「2000年五輪で車いす走を」 国際パラリンピック委会長


 国際パラリンピック委員会(IPC)のロバート・ステッドワード会長(51)=カナダ=は二十日、長野市内で信濃毎日新聞社のインタビューに応じ、二〇〇〇年シドニー五輪で車いす競走を公式種目にするよう、国際オリンピック委員会(IOC)に引き続き要請すると述べた。障害者スポーツの競技力向上や、すべての人に対等な社会の実現を目指すため、公式実施が必要との考えだ。

 五輪での障害者競技は、夏季の八四年ロサンゼルス大会以降、車いす競走の男子千五百メートルと女子八百メートルが公開種目として実施されており、現時点ではシドニーも公開種目の位置づけだ。IPCには、公式種目化でパラリンピックに対する理解をさらに深めたいとの狙いもある。

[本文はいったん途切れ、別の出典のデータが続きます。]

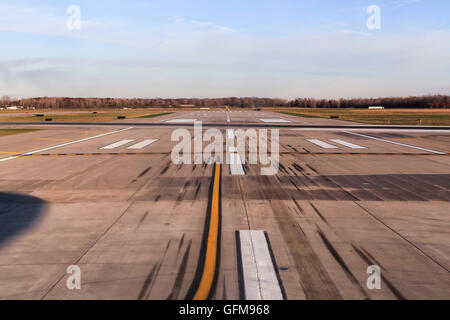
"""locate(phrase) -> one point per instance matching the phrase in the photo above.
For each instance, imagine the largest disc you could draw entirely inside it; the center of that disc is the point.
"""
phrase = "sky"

 ステッドワード会長は「IOCには(五輪中の)二時間をいただきたいとお願いしている。まだ承認は得られていないが、今後も理事会に働きかけたい」と話した。

 同会長はまた、パラリンピックのスポンサー確保に関連し、テレビ放映権について「パラリンピック運動にとってテレビ放送は重要だ」と強調。「世界でも有数の放送産業の発達した日本で、放映権が設定されなかったのは残念」とし、国内の現状ではなじまないとする長野冬季パラリンピック組織委員会(NAPOC)の立場との違いをあらためて示した。

 長野以降のシドニー、二〇〇二年ソルトレークシティー冬季などのパラリンピックに向けて、同会長は「困難な事情はあろうが、各組織委員会はテレビともっと連携してほしい。開催国もパラリンピック発展へ支援を強めてほしい」と語った。

 同会長は五輪閉会式後にいったん帰国し、三月五日開幕のパラリンピックで再び長野入りする。「選手は最高の能力を発揮し、NAPOCは最高の舞台をつくってほしい」と期待感を表した。